L2/03-139

Recommendations for POSIX-Style Properties

Latest Version:	http://oss.software.ibm.com/cvs/icu/~checkout~/icuhtml/design/posix_classes.html
Previous Versions:	http://oss.software.ibm.com/cvs/icu/icuhtml/design/
Last updated:	2003-04-29, MED

The POSIX-style property names are are not well specified, and don't really map well to the broader types of characters available in Unicode/10646. For example, there is no provision for titlecase, nor for a distinction between symbols and punctuation. The Posix categories aren't really set up to make distinctions among combining marks, nor many of the other Unicode Properties.

**Characters Mnemonics**
HT	U+0009 <CHARACTER TABULATION>
LF	U+000A <LINE FEED>
VT	U+000B <LINE TABULATION>
FF	U+000C <FORM FEED>
CR	U+000D <CARRIAGE RETURN>
IS4	U+001C <INFORMATION SEPARATOR FOUR>
IS3	U+001D <INFORMATION SEPARATOR THREE>
IS2	U+001E <INFORMATION SEPARATOR TWO>
IS1	U+001F <INFORMATION SEPARATOR ONE>
SP	U+0020 SPACE
LL	U+005F (_) LOW LINE
NEL	U+0085 <NEXT LINE>
ZWSP	U+200B ZERO WIDTH SPACE

However, many programs use the POSIX-style properties, so for compatibility it is best to come up with uniform set of recommendations for how they should be interpreted in a Unicode context. This also relates to Java, since many of the methods on Character ultimately derive from trying to match some of the POSIX categories.

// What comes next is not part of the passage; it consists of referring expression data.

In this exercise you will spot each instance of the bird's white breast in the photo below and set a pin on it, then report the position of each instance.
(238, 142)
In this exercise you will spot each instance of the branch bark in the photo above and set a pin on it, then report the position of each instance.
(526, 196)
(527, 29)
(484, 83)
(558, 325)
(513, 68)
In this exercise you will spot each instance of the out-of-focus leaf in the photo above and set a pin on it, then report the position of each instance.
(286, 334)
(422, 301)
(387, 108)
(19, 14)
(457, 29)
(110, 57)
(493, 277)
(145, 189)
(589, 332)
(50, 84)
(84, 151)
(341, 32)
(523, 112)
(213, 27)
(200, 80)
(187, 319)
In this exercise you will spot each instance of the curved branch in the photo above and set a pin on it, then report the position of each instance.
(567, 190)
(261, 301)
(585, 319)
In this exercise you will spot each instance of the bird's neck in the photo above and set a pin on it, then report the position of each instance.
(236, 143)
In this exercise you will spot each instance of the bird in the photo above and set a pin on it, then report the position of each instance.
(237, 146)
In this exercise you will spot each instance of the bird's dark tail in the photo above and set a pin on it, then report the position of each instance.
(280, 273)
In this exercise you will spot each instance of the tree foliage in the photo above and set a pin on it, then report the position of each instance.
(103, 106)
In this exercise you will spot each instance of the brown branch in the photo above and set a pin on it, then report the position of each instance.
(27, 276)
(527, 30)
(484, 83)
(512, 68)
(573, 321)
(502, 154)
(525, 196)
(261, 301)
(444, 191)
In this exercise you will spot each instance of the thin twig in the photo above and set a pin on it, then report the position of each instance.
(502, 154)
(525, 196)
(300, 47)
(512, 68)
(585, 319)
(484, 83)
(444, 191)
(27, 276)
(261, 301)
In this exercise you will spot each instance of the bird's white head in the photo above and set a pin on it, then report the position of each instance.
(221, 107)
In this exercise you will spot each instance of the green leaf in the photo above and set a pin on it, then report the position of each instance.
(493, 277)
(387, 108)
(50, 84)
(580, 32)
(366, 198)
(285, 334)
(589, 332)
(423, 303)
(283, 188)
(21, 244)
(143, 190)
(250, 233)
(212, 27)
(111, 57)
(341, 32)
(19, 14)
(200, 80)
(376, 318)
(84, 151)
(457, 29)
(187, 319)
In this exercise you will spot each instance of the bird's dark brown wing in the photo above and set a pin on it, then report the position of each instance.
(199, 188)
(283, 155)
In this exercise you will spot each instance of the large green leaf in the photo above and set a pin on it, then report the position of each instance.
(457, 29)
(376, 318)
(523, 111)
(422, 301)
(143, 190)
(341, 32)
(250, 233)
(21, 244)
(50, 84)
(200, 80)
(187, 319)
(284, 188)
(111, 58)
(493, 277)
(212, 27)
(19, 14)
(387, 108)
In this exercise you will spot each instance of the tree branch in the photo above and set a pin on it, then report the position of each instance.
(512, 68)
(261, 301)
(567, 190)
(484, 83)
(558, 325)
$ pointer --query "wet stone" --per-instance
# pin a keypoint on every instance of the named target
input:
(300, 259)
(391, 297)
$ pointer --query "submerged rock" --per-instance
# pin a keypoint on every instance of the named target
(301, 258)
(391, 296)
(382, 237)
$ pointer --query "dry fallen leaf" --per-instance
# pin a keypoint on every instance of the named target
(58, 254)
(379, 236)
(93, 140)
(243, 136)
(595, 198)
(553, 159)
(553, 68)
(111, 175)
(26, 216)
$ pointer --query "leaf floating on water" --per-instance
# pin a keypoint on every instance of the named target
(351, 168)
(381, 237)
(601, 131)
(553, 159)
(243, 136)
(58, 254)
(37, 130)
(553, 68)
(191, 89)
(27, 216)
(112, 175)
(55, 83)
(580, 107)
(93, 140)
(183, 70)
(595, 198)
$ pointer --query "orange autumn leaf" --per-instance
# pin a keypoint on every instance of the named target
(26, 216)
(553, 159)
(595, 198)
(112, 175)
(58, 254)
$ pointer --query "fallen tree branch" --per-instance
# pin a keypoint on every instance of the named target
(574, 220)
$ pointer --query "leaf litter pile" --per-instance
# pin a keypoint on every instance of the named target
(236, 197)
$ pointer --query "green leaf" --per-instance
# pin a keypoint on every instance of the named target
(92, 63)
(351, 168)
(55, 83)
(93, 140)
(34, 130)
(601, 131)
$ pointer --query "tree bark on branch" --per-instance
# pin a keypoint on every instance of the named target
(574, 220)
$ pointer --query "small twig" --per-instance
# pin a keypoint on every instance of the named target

The following compares current Perl, ICU, Java, Windows, and the POSIX spec, and tries to derive a recommendation for the best definition, given the way people use the properties in practice. Note that these are only current snapshots, since those environments may change their definitions, especially as they upgrade beyond Unicode 3.x.

Open Issues:

The main open issues are:

Alphabetic also does not include the following, which TR 14652 does in alpha. This is not a formal requirement, but certainly the first two should be in alpha (also in Alphabetic!):
1. U+309B # (゛) KATAKANA-HIRAGANA VOICED SOUND MARK
2. U+309C # (゜) KATAKANA-HIRAGANA SEMI-VOICED SOUND MARK
3. U+30FB # (・) KATAKANA MIDDLE DOT
ZWSP, while a Z character, is for line break control and is not included in Whitespace. However, the fact that it is still in Z is very misleading. The recommendation is to change the General_Category to Cf to accurately reflect its status.

Feedback is welcome, at mailto:icu@oss.software.ibm.com.

Comparison Table

Notes:

The Java function names are methods on Character, unless otherwise noted.
The Windows column lists CRT function, then .NET System.Char method, then equivalence.
The normal property abbreviations are used, e.g. gc for General_Category. See PropertyAliases and PropertyValueAliases for the abbreviations.
For values of the General Category, see General_Categories.
For the boolean combinations, & means intersection of sets, - means set difference, [...] are for grouping, and adjacency is union. Thus
- [\p{Lowercase}\p{gc=Lt}] & {alpha} - [A-F] means the set (((Lowercase ∪ Lt) ∩ alpha) ⊝ {A B C D E F})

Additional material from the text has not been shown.